Book of the Day: Journalist like Billy Wilder – Books – Book a Day

– Billy Wilder – Special Entry (this ship – PP.270 – €20.00 – translation by Alberto Pesotta).
“This morning, the 34 sexiest legs in the world came down from a cup of espresso from Berlin… One of the last ones that came down was a lady of a certain age, elegant tall, with an old-fashioned hat pulled over his head, a glass-cap in his right hand and waving With his left hand, conductor movements.” Reading this Arrival at Vienna Station for Tiller Girls, described by twenty-year-old Billy Wilder, it is natural to think of the female orchestra’s train in Some Like It Hot, the film to be shot in America more than twenty years later, in 1959 .
And that’s just a little way to read these fashion articles, now republished on the twentieth anniversary of the author’s death, which occurred on March 27, 2002. They were written by young Jew Samuel Benn Berlin and Vienna between the wars. Wilder, born in Socha, near Krakow in 1906, immigrated to the United States in 1934 to escape racial laws, where he would become Billy, while his family would end up in Auschwitz.
Of course, the symbols are not directly related, but it is a matter of understanding and rediscovering the spirit that will be the soul of his works and will make him one of the great fathers of great cinematic comedies, for which he signed more than twenty films awarded with six Oscars, in addition, quotes, ranging from “Viale del Tramonto” to “When the Wife is on Vacation”, from “Sabrina” to “Irma la dolce”, from “Apartment” to “Front Page”, not to mention collaborations in dozens of film shows.

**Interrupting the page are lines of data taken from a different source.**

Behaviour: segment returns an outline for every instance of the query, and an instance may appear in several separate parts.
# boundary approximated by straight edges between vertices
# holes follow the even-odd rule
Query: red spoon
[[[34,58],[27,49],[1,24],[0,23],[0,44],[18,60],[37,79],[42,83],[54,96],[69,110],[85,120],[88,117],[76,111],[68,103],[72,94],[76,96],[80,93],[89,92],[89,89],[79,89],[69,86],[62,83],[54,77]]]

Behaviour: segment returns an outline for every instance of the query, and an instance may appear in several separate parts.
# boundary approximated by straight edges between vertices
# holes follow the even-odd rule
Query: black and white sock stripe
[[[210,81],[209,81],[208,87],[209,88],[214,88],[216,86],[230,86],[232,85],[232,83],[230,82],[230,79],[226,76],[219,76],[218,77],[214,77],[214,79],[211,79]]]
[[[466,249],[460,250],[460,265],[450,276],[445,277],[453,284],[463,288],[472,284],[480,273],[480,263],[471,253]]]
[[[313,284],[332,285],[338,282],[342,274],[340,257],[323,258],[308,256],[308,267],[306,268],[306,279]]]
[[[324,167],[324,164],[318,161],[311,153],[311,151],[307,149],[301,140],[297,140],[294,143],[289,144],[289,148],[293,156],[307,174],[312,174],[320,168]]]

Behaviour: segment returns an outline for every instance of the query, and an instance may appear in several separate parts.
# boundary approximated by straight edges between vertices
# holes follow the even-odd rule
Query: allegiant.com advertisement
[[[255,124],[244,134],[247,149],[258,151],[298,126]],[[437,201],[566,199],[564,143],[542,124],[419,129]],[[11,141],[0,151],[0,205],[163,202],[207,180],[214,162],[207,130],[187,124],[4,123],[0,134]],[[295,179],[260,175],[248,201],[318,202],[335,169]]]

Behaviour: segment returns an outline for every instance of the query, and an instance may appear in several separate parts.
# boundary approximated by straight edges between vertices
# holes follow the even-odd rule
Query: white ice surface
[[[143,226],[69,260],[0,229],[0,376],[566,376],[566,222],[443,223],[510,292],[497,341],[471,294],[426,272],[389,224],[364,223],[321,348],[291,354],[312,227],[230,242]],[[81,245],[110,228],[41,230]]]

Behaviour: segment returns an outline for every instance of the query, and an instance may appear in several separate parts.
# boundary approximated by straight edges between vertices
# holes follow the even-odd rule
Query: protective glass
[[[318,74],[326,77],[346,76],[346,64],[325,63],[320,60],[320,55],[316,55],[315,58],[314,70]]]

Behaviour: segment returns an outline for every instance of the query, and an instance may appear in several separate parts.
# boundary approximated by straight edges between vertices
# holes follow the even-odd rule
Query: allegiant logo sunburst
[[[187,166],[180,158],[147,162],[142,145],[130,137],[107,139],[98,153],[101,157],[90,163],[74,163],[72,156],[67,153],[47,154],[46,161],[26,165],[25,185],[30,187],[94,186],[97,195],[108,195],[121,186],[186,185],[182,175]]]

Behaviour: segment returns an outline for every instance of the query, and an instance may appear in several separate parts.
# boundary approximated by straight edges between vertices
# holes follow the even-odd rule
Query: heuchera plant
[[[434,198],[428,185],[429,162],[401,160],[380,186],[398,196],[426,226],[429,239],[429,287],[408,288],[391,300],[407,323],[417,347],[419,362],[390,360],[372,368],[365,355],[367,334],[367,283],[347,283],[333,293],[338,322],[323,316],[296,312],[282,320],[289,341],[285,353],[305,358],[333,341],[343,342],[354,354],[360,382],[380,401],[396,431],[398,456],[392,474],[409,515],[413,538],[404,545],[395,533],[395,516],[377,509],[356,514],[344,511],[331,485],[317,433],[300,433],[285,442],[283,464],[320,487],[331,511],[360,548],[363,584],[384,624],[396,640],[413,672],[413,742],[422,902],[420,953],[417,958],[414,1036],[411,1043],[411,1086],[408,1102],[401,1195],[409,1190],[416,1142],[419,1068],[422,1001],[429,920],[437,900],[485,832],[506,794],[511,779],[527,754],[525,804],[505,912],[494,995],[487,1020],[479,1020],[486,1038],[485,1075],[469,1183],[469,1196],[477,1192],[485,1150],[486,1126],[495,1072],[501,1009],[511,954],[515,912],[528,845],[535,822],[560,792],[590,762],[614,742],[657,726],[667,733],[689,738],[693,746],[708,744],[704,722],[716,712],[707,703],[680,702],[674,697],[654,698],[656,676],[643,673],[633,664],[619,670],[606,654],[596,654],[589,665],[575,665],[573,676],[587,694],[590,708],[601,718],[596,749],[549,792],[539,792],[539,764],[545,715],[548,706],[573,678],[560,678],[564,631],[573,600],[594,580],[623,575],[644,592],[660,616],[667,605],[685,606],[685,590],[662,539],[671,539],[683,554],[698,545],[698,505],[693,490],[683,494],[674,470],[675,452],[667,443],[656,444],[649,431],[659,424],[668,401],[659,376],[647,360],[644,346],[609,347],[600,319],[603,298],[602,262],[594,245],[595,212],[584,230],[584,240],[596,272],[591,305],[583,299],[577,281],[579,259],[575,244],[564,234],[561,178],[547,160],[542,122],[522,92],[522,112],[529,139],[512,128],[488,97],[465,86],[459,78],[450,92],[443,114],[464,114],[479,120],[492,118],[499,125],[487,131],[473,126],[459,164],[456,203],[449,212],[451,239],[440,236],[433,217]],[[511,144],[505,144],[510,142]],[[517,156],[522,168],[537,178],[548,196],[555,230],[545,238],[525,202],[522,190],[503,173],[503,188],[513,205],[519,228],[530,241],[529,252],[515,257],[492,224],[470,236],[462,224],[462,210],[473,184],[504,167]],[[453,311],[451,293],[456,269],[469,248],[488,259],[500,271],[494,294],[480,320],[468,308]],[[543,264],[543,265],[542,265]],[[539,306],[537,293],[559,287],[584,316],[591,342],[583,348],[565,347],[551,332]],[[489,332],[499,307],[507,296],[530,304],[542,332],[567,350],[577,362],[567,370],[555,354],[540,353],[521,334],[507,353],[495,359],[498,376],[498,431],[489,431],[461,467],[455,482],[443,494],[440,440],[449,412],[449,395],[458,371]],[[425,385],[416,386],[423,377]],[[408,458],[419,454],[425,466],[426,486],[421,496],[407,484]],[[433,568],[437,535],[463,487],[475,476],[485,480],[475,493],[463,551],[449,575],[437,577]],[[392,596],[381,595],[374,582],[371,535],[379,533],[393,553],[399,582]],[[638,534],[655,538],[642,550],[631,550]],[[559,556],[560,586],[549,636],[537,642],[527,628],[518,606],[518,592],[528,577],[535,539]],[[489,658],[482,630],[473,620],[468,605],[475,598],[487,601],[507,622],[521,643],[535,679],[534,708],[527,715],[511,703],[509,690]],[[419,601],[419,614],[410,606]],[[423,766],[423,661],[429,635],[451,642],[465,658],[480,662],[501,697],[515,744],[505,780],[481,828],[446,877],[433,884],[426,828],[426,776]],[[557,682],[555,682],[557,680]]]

Thus we note his ironic look, if not biting humor, in investigating the world and the reality around him and above all the different personalities of people with their weaknesses. All of this sometimes puts itself to the test, as when in the 1927 long piece at the opening of the group, curated by Noah Eisenberg, he recounts his experience as a paid dancer in an elegant hotel in Berlin. The director immediately clarifies that he is not there to enjoy, but to dance, which is hot and tiring: “I dance with young and old; With dwarves and giraffes. With the beautiful and the less attractive; with sylphs and those who go to slimming herbal teas; With those who send a waiter to call me and taste a peppy tango with their eyes closed; With gorgeous mono-clad wives whose husbands can’t move a step, with awkward countrymen on a trip to the capital… It’s not an easy way to win a loaf, especially if you’re sentimental with a tender heart’.
A student in Vienna, who has a passion for table games, boxing and cinema, says Isenberg, and in order not to study law, as his father would like, he begins to work as a journalist, and thanks to his resourcefulness (`I had great impudence, I was too sure of myself and had a talent for exaggeration’ ’), and was able to enter the beautiful world and deal with and interview wonderful people. Here you can read his encounters with Asta Nielsen, the world-famous actress, or the billionaire Cornelius Vanderbilt, and many others who have taken an interest in the world of cinema from Lubitsch to von Stroheim, also noting the way that Chaplin would not have created Charlotte himself, but stole from “Billy Hurriedal, boy obscure English. Next comes Paul Whiteman, the famous conductor of the great jazz orchestra who took him with him to Berlin, where Wilder found more freedom than he had in Vienna and prepared for the longed-for relocation to the United States.
The final part of this collection of articles, beginning with a hilarious phrase ‘What It Takes to Make a Film’, with examples of Japanese or Spanish films, includes a series of reviews and news related to theater and very short films, such as a story about Marlene Dietrich being shot in An airport on the “Ship of Lost Men” on a plane famous for setting a flight record of 75 hours. It is the period before he was able to cross an ocean, during which, thanks also to his friendship with Whitman, he began as a screenwriter to collaborate with some of the directors, including Robert Siodmak and Fred Zinman. It’s the beginning of that career as a screenwriter that continued in America, achieved great success and in 1939 received her first Academy Award nomination for the film Ninotchka, played by Greta Garbo. (handle).